Merger Control Reform and New Filing Thresholds
Asters, Kyiv, Ukraine,
Tue, Jan, 26, 2016
On 26 January 2016 the law reforming merger control regime was adopted by the Parliament. The most notable changes include:
- remodeling of notifiability thresholds (2 alternative tests):
- the combined parties' worldwide value of assets or turnover exceeded EUR 30 million and the value of Ukrainian assets or turnover of each of at least two parties exceeded EUR 4 million – both in the last financial year; or
- Ukrainian value of assets or turnover of the target or of at least one of the founders of a new entity exceeded EUR 8 million and worldwide turnover of at least one other party exceeded EUR 150 million – both in the last financial year;
It appears that the assets/turnover thresholds should be taken at a group level, in particular, including the controlling seller(s) ceasing to control the target post-transaction.

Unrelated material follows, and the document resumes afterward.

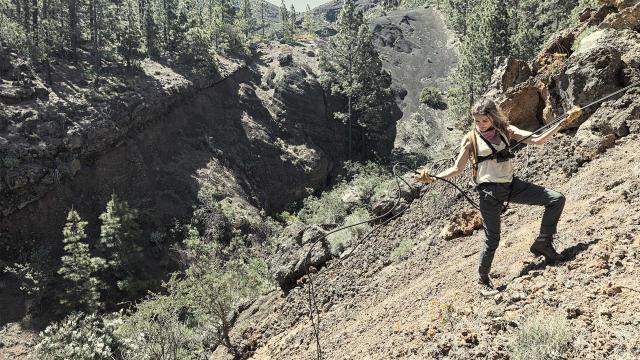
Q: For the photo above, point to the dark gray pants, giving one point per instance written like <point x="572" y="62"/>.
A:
<point x="492" y="197"/>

- removal of the market share-based (35%) notifiability test;
- introduction of consultations with the AMC at the pre-filing and the 15-day 'preview' stages;
- making omission to disclose ultimate (beneficiary) owners in the filing the basis for declaration of incompleteness;
- introduction of a simplified 25-day review procedure for transactions where:
- only one party is active in Ukraine; or
- parties' combined shares do not exceed 15% on the overlapping markets or 20% on vertically related markets;
- clarification of rules applicable to remedies, including setting the 30-day (extendable) period for offering remedies;
- increase of the filing fees.
These changes are expected to become effective in April 2016.